What are the limitations of current PFDN6 research and key knowledge gaps?

Despite progress in understanding PFDN6, several limitations and knowledge gaps remain:

• Structural Understanding:

  • Limited structural characterization of PFDN6 alone and within the prefoldin complex

  • Incomplete understanding of how PFDN6 recognizes and binds client proteins

  • Need for crystallographic or cryo-EM studies of PFDN6 in different functional states

• Cancer Type Specificity:

  • Current research focuses primarily on colorectal cancer , with limited data on PFDN6's role in other cancer types

  • Unclear whether PFDN6's effects are universal across cancers or context-dependent

  • Need for comprehensive pan-cancer analysis of PFDN6 expression and function

• Mechanistic Details:

  • Incomplete understanding of how PFDN6 regulates ZNF575 and other potential targets

  • Limited knowledge of PFDN6's role in specific signaling pathways

  • Unknown post-translational modifications that might regulate PFDN6 function

• Physiological Role:

  • Limited understanding of PFDN6's normal physiological functions beyond protein folding

  • Unclear consequences of long-term PFDN6 inhibition on normal tissues

  • Potential role in other diseases besides cancer (e.g., neurodegenerative disorders)

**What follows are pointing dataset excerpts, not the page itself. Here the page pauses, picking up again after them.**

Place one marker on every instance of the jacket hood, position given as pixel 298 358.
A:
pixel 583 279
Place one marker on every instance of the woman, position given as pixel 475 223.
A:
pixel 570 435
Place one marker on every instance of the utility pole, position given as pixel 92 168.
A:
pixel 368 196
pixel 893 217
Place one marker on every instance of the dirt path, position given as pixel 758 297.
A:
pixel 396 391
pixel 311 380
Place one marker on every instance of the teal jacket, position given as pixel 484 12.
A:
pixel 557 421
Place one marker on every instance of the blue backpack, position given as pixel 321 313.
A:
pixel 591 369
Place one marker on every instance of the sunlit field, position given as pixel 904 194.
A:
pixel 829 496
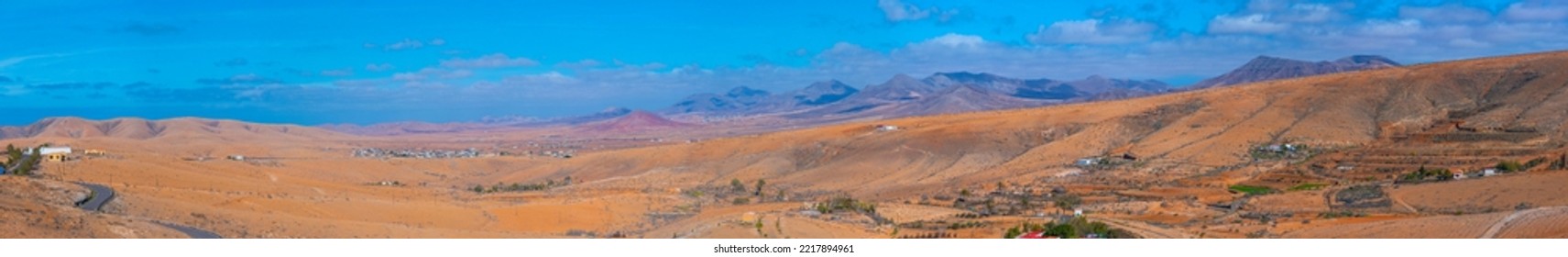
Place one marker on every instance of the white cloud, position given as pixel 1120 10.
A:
pixel 1391 28
pixel 1444 13
pixel 378 68
pixel 579 64
pixel 899 11
pixel 432 74
pixel 957 41
pixel 405 44
pixel 1535 11
pixel 337 73
pixel 1093 32
pixel 494 60
pixel 1253 24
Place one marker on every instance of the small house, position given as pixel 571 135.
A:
pixel 1034 235
pixel 1087 162
pixel 50 151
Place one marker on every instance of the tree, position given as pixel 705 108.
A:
pixel 1012 232
pixel 759 187
pixel 736 185
pixel 1069 203
pixel 1508 166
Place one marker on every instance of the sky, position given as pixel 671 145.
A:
pixel 320 61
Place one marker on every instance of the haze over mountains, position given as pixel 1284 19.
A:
pixel 833 101
pixel 908 96
pixel 1188 151
pixel 1274 68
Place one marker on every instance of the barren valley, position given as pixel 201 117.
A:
pixel 1460 150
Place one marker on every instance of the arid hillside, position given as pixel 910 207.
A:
pixel 1221 162
pixel 1177 135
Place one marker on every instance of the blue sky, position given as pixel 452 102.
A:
pixel 378 61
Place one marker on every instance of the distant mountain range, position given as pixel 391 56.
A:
pixel 1272 68
pixel 908 96
pixel 831 101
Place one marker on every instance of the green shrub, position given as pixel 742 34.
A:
pixel 1508 166
pixel 1252 190
pixel 1305 187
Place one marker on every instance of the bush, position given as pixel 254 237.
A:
pixel 1303 187
pixel 836 204
pixel 1424 174
pixel 734 184
pixel 1069 201
pixel 1252 190
pixel 1508 166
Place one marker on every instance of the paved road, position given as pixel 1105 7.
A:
pixel 192 232
pixel 1504 223
pixel 103 195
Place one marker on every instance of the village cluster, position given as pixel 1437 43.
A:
pixel 375 152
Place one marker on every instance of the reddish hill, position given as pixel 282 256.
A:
pixel 635 121
pixel 171 128
pixel 1272 68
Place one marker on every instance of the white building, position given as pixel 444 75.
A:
pixel 49 151
pixel 1087 162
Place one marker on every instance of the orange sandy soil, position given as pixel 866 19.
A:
pixel 302 181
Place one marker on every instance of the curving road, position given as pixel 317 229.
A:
pixel 1504 223
pixel 101 195
pixel 192 232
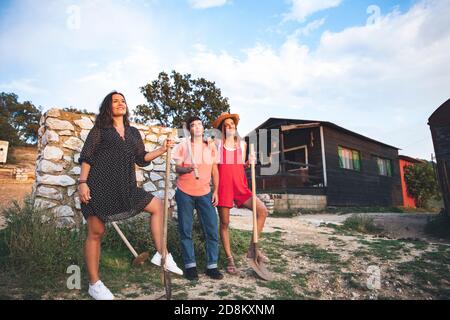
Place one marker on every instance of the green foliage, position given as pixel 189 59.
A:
pixel 172 99
pixel 421 183
pixel 19 121
pixel 37 251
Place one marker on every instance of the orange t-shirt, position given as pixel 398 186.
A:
pixel 205 156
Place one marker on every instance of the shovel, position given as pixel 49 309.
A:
pixel 252 259
pixel 139 259
pixel 164 272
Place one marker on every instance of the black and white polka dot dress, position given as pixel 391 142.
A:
pixel 112 178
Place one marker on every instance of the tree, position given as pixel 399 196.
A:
pixel 421 183
pixel 171 100
pixel 19 122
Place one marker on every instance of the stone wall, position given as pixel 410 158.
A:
pixel 61 138
pixel 288 202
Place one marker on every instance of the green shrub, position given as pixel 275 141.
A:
pixel 36 251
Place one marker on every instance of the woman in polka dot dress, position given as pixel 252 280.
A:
pixel 107 185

• Therapeutic Development Challenges:

  • Difficulty in specifically targeting PFDN6 without affecting other prefoldin subunits

  • Unknown potential for resistance mechanisms to PFDN6-targeted therapies

  • Need for biomarkers to identify patients most likely to respond to PFDN6-targeted interventions

Addressing these knowledge gaps will require multidisciplinary approaches combining structural biology, cancer biology, proteomics, and clinical research to fully understand PFDN6's potential as a therapeutic target and biomarker.